A high-level official at the Pennsylvania Liquor Control Board is leaving his $113,937 post, just days before the release of a long-awaited report into alleged ethics violations at the agency.
Marketing director Jim Short notified the agency of his retirement this week, LCB officials confirmed. Short was one of three LCB officials named in a scathing, confidential report in 2012 by the state Inspector General's office on alleged ethics violations at the LCB.
That report spurred a review by the State Ethics Commission, which is poised to release its much-anticipated findings on the matter. The commission is expected to make its determination public by early next week, according to two sources familiar with the matter who asked to remain anonymous.
The full ethics report could not be obtained, but The Inquirer has reported that ethics investigators have probed whether top officials at the LCB accepted gifts and favors from vendors and other businesses with an interest in liquor. Those officials include Short; the LCB's onetime CEO, Joe Conti; and former LCB chairman Patrick J. "P.J." Stapleton III.
Conti, Stapleton and Short could not be reached for comment.
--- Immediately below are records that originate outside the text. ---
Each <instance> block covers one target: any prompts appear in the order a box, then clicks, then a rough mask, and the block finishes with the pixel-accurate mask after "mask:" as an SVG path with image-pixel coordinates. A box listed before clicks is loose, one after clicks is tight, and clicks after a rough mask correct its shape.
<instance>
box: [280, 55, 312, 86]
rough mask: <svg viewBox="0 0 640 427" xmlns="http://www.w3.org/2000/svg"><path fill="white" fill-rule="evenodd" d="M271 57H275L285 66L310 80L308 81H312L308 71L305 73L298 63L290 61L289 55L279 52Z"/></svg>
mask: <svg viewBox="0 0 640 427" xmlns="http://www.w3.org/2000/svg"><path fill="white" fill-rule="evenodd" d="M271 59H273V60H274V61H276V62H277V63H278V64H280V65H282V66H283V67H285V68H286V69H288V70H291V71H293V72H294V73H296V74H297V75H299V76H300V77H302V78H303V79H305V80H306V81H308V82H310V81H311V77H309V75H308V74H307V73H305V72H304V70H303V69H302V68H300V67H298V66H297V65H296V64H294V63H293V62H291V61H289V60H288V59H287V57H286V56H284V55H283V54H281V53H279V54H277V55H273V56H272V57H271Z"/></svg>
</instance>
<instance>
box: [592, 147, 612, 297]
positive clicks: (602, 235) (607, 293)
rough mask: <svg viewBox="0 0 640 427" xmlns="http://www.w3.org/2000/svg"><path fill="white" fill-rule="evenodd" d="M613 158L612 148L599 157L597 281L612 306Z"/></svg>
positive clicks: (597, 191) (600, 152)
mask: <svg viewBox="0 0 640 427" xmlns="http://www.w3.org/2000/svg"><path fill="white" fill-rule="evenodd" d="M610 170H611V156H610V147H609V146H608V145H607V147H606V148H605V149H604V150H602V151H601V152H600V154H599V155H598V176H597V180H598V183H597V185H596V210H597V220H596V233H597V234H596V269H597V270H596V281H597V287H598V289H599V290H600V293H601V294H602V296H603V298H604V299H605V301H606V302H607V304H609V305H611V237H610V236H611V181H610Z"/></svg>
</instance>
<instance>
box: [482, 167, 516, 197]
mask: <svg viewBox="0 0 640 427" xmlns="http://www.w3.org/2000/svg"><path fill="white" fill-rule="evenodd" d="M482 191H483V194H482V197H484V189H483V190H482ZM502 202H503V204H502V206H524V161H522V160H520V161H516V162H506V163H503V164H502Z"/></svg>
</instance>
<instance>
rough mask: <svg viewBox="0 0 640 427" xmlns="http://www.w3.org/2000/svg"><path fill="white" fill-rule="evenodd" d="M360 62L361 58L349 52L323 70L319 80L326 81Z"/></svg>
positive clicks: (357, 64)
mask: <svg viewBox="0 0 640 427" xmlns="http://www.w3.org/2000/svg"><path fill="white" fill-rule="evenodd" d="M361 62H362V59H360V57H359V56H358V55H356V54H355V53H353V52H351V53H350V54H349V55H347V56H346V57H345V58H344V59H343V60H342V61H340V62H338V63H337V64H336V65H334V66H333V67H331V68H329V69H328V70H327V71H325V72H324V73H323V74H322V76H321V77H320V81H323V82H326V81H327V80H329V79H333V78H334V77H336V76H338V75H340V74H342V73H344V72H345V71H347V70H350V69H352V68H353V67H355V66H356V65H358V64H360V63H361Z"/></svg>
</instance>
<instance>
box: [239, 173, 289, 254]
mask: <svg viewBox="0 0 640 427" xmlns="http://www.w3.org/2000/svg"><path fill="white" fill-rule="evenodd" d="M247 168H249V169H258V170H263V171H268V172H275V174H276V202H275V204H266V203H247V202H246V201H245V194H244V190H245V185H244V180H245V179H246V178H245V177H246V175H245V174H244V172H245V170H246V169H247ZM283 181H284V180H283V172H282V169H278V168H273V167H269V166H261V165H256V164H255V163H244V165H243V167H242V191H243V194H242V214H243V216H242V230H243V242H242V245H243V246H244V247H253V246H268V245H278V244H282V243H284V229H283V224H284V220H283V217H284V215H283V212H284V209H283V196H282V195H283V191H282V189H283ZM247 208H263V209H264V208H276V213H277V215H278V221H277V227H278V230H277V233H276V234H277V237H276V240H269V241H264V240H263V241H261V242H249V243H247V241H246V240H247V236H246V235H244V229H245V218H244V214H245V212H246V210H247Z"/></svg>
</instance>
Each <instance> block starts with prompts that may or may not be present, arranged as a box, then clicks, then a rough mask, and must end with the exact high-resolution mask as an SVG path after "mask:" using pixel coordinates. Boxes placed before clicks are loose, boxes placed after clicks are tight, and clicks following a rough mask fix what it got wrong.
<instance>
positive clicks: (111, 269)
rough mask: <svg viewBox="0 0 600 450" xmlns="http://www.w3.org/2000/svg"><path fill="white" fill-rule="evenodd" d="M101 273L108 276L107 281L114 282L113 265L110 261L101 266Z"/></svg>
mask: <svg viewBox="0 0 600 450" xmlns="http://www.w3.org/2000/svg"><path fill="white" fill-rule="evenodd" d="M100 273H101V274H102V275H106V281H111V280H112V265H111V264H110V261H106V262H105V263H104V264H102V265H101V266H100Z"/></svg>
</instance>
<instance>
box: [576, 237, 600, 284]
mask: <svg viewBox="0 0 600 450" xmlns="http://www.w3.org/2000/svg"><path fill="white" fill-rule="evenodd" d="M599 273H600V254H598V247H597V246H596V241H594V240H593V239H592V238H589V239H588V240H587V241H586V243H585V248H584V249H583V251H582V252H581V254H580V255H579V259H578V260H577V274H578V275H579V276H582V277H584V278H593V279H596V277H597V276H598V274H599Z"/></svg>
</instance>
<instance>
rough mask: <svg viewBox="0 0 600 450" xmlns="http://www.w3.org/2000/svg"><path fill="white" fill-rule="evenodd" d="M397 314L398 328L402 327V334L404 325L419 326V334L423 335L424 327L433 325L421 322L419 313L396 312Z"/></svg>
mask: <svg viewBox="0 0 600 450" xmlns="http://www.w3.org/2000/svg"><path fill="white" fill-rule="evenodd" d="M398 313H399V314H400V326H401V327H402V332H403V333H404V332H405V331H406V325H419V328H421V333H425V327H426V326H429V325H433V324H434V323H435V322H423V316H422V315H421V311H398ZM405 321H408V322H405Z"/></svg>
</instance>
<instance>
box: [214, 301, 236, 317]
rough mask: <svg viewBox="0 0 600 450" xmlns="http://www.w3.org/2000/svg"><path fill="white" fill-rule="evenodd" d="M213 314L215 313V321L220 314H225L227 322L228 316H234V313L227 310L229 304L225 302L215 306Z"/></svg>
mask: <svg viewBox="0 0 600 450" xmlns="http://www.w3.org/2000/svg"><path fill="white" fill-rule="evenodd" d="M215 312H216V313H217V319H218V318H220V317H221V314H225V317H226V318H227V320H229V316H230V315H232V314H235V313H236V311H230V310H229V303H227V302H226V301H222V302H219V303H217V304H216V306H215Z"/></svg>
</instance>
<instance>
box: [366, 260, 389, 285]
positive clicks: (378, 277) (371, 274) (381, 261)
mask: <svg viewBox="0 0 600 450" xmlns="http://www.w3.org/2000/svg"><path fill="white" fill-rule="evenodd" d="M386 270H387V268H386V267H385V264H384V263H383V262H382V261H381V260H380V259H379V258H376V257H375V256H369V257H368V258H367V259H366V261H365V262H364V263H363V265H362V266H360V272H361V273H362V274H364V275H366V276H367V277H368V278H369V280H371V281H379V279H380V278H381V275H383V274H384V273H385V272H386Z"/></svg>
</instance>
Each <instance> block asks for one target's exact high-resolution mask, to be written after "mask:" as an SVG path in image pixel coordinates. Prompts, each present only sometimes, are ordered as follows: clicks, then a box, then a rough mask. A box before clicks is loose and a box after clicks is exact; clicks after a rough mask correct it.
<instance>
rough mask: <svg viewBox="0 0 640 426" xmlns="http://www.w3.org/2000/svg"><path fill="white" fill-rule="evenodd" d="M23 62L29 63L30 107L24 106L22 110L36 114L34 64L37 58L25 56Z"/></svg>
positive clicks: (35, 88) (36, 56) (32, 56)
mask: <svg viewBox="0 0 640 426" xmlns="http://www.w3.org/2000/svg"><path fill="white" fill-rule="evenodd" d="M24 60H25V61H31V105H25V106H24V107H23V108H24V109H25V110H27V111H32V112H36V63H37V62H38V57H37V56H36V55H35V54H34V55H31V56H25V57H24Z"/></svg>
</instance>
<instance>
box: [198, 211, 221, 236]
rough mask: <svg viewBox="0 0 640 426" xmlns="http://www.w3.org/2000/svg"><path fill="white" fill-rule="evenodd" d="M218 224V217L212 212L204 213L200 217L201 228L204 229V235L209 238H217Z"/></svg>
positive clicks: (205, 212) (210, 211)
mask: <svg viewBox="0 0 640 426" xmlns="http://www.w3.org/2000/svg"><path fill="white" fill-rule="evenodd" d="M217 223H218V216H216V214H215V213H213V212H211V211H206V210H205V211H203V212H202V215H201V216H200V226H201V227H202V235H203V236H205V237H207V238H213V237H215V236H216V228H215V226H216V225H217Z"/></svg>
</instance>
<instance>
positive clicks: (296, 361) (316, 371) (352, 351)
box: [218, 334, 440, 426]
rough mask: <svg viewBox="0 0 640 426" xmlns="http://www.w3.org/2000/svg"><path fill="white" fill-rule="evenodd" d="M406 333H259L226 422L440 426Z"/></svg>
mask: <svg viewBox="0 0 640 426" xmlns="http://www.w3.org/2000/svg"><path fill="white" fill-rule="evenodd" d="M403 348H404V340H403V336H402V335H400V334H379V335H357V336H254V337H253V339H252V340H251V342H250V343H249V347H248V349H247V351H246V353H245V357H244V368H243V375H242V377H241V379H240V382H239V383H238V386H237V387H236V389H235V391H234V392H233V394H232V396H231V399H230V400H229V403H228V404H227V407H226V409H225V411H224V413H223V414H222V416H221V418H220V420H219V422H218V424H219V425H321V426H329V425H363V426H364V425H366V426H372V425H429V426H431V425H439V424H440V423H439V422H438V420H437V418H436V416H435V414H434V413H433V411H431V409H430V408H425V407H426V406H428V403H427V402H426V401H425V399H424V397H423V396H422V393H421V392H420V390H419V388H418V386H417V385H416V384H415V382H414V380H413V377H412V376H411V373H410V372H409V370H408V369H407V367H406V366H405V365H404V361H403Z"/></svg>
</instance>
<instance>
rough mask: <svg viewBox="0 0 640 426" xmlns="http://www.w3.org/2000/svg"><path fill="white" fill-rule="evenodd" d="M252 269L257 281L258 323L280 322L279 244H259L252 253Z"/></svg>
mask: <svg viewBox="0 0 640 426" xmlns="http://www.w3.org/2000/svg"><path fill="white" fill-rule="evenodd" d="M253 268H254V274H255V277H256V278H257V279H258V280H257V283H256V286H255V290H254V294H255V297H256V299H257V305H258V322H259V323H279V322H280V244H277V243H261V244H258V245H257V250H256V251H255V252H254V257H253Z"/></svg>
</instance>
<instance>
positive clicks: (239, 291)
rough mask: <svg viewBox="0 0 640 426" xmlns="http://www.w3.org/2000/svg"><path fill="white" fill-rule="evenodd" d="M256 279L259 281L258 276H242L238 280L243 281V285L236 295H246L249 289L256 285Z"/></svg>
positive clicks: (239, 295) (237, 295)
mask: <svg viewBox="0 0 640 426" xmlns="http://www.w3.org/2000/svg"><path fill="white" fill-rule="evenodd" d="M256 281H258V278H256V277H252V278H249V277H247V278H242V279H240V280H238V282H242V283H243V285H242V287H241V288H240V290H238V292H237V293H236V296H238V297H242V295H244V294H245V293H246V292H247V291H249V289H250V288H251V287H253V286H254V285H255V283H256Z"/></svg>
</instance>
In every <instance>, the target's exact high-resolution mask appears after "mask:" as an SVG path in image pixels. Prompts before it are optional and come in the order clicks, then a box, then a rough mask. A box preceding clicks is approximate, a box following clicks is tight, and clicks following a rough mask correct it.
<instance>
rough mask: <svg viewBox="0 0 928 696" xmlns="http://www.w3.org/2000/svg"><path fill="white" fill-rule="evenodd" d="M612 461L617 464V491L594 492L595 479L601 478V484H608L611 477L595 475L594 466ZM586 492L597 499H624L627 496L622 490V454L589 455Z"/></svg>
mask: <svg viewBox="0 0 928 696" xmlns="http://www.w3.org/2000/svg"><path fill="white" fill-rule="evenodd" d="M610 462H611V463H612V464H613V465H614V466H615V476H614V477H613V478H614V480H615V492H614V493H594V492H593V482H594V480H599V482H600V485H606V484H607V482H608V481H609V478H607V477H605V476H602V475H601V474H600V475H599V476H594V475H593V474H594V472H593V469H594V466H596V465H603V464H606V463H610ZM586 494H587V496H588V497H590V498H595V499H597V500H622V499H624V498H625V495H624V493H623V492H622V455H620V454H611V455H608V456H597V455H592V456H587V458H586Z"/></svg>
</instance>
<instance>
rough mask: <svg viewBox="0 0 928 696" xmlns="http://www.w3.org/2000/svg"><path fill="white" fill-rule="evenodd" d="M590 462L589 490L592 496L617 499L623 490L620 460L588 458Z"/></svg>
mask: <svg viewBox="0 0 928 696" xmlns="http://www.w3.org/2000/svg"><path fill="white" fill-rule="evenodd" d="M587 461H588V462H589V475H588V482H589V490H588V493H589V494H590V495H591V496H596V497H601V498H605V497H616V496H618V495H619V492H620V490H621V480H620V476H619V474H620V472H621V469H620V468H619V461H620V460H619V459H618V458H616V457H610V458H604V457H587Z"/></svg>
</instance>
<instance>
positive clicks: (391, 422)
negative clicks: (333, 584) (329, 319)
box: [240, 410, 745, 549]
Robert Caruso, who heads the Ethics Commission, declined to comment.
The ethics probe grew out of a confidential report prepared in March 2012 by former Inspector General Kenya Mann Faulkner. The report, a copy of which was obtained by The Inquirer, was submitted to Gov. Corbett's office and also referred to the Ethics Commission.
It concluded that Stapleton accepted several gifts from an LCB vendor, including golf outings and about $1,700 worth of alcohol for an annual event at the Hotel Hershey that he helps organize.
The report also determined that Conti frequently attended sporting events, including Phillies games, as a guest of LCB vendors.
As for Short, the Inspector General's Office found that he too accepted gifts, including golf putters, from agency vendors.
Faulkner's report noted that Pennsylvania's Ethics Act bars officials from using their positions to benefit themselves or their families - and that state liquor law makes it a felony for LCB employees and their relatives to receive gifts from vendors. Penalties include firing and possible prosecution.